Arizona won three of its last four games in 2006, and coach Mike Stoops seems ready to return the Wildcats to postseason play in his fourth season. Arizona State finished the 2006 season with a disappointing 7-6 record, but new coach Dennis Erickson inherits enough talent to rebound quickly.

UCLA, which knocked USC out of the 2006 national title game by stunning the Trojans 13-9 in the regular-season finale, returns 10 starters on each side of the football. Oregon State has 16 starters back from a 2006 team that beat USC 33-31 and defeated Missouri 39-38 in the Sun Bowl.

Eight of the Pac-10's teams are capable of playing in the postseason this year, and USC and California might be good enough to reach the BCS. Only Washington, which plays the country's most difficult schedule, and rebuilding Stanford seem like long shots to play in a bowl game.

The Mountain West has two teams capable of becoming the Boise State of 2007. TCU and Utah are good enough to crash the BCS party, which the Broncos did last season. The Horned Frogs have quietly been one of the sport's most consistent programs, with a 64-21 record since 2000, the 11th-best record in Division I-A. Under coach Gary Patterson, TCU has won 10 games in four of the last five seasons, and the Horned Frogs are 12-6 against teams from BCS conferences.

Utah went 8-5 in 2006, after losing quarterback Brian Johnson to a torn ACL. The Utes won four of their last five games, including a 25-13 win over Tulsa in the Bell Helicopter Armed Forces Bowl. Utah returns 15 starters, including Johnson, and gets to test its strength against Pac-10 foes Oregon State and UCLA in the first three weeks of the season.

Defending Mountain West champion BYU must replace quarterback John Beck and tight end Jonny Harline, who helped lead the Cougars to an 11-2 record and 10-game winning streak to finish the season. But with 13 starters coming back, coach Bronco Mendenhall seems close to establishing the consistency BYU had under legendary coach LaVell Edwards.

Wyoming and New Mexico might be good enough to finish with winning records this season, and Colorado State returns 18 starters from a team that finished 4-8 in 2006. San Diego State and UNLV are struggling, and Air Force must regroup after longtime coach Fisher DeBerry retired.

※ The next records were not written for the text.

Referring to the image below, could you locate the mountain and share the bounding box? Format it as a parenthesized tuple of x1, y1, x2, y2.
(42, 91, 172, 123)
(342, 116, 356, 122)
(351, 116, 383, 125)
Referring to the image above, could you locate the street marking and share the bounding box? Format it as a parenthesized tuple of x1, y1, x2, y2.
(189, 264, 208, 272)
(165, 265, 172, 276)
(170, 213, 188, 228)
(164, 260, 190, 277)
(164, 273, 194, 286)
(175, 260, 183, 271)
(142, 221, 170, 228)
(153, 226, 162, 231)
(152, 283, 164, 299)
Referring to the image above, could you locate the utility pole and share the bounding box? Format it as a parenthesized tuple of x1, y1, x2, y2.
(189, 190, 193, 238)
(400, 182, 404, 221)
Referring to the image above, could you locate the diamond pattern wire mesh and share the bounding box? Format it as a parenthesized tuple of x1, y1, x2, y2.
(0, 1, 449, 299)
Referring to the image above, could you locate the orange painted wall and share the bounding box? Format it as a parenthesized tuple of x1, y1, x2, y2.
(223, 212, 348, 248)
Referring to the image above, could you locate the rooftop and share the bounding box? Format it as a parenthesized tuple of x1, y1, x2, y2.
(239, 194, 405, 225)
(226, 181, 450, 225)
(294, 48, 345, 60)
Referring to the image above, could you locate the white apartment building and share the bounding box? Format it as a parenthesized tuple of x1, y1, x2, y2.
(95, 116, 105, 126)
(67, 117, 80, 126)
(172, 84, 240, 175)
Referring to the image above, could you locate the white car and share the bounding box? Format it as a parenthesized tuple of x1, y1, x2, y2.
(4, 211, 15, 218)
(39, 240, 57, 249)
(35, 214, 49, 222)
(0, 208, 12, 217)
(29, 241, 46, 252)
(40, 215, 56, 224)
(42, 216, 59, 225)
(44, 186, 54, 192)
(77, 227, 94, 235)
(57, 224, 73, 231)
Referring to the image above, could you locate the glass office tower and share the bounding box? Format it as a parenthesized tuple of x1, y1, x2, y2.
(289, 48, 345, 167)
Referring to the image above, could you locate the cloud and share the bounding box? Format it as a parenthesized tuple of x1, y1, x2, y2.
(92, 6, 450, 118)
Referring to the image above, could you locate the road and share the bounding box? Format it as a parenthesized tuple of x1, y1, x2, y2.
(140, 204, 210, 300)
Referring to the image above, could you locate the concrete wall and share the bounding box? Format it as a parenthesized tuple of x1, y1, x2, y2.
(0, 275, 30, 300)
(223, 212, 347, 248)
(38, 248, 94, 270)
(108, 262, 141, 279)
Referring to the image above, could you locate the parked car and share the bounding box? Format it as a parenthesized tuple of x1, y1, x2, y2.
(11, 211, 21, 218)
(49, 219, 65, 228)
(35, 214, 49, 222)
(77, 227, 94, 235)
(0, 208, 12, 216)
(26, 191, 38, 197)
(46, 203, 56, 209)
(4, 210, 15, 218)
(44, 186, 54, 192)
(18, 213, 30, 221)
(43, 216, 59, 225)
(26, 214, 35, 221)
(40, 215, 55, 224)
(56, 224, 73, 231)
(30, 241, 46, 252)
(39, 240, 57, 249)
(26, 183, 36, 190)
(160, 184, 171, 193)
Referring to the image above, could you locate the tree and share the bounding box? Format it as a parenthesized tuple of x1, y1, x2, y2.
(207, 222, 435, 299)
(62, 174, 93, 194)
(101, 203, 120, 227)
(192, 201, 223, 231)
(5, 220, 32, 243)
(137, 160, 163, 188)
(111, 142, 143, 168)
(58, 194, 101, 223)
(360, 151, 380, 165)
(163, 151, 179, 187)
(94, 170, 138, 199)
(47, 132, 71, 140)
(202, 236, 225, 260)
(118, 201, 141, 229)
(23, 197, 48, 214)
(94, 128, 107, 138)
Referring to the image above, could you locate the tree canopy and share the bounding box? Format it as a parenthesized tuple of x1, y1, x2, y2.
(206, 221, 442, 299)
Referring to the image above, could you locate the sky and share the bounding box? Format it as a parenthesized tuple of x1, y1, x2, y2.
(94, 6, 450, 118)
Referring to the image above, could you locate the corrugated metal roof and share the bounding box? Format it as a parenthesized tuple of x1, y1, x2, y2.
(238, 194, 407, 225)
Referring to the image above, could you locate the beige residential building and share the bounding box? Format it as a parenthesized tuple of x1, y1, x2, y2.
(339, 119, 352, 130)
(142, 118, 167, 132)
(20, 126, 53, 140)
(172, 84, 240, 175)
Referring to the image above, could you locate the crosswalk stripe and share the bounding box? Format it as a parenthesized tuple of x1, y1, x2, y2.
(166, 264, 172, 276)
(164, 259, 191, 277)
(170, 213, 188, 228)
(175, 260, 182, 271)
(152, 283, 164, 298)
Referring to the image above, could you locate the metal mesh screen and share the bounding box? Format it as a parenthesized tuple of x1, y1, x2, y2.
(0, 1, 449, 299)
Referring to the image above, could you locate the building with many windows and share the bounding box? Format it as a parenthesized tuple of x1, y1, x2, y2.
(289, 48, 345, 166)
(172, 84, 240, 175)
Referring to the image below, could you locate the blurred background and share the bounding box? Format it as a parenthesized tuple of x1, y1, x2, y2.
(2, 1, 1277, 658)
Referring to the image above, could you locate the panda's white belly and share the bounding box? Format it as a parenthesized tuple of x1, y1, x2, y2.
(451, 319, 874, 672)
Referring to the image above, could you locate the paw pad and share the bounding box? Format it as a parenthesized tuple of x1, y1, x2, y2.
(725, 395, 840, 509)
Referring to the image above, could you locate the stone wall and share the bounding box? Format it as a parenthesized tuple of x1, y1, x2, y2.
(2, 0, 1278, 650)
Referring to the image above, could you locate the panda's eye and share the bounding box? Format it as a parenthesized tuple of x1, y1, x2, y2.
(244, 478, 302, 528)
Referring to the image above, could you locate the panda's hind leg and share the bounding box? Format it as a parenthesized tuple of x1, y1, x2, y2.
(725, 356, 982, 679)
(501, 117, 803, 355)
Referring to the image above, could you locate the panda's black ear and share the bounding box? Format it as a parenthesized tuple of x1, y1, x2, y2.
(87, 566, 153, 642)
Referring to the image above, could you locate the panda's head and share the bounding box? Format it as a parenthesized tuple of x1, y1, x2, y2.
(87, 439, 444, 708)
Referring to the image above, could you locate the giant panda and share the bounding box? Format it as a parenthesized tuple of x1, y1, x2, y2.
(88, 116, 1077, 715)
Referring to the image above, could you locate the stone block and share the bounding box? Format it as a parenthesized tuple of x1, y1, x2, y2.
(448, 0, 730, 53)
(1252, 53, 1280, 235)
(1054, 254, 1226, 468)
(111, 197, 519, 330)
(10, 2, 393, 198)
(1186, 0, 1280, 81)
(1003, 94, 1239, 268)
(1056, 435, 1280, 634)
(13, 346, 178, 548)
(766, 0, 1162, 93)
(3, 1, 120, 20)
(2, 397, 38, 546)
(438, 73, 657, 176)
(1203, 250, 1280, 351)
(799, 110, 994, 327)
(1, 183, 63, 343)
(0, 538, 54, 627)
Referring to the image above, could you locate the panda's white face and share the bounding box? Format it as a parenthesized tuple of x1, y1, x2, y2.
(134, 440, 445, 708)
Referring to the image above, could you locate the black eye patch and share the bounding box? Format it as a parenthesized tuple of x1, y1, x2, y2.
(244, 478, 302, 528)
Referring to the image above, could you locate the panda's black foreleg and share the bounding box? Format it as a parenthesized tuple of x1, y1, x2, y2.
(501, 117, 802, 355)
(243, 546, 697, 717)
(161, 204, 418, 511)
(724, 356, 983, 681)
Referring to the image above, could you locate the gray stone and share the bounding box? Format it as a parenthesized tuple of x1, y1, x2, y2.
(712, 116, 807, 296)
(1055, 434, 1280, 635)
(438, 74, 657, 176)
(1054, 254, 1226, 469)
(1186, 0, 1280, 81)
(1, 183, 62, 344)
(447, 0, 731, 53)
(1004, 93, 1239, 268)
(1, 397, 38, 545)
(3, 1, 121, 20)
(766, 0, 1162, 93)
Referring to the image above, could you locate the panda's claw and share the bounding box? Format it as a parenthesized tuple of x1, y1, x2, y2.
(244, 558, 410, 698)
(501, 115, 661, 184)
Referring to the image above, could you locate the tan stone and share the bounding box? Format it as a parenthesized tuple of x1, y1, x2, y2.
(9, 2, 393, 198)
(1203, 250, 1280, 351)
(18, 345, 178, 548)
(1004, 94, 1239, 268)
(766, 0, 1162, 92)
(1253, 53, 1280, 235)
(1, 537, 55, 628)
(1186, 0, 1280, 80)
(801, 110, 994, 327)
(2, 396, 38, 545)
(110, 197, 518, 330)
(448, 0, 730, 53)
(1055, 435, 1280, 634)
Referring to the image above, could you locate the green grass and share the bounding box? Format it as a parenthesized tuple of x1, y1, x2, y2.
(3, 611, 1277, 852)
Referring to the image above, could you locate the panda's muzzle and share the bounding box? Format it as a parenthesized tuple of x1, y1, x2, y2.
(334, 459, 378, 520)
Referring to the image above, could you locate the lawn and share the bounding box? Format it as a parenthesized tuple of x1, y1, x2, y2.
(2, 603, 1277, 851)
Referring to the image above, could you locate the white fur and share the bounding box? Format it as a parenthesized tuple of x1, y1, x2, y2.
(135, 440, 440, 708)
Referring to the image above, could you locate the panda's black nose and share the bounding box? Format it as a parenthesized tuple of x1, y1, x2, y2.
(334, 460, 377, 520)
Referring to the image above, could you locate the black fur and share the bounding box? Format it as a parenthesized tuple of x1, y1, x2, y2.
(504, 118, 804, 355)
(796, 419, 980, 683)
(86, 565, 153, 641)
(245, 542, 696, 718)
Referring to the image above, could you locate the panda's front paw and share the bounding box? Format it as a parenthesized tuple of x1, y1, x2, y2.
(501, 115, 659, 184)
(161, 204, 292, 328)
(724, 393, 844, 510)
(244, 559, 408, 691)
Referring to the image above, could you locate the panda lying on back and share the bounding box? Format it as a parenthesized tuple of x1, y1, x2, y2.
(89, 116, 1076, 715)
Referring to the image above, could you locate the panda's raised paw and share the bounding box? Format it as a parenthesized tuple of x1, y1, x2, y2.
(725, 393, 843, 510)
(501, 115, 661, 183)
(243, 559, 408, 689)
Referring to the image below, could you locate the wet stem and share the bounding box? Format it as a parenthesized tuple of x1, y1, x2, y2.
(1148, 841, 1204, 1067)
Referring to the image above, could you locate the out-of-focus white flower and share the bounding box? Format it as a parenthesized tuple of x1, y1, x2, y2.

The Mountain West, the youngest of the Division I-A conferences, hasn't fared very well against Pac-10 teams in the past. The Pac-10 is 36-15 against the MWC. The leagues are 3-3 in head-to-head matchups in the Pioneer Vision Las Vegas Bowl, which pits the Mountain West champion against the Pac-10's No. 4 team.

But BYU's 38-8 blowout of Oregon in last year's Las Vegas Bowl showed the Mountain West isn't too far behind the Pac-10.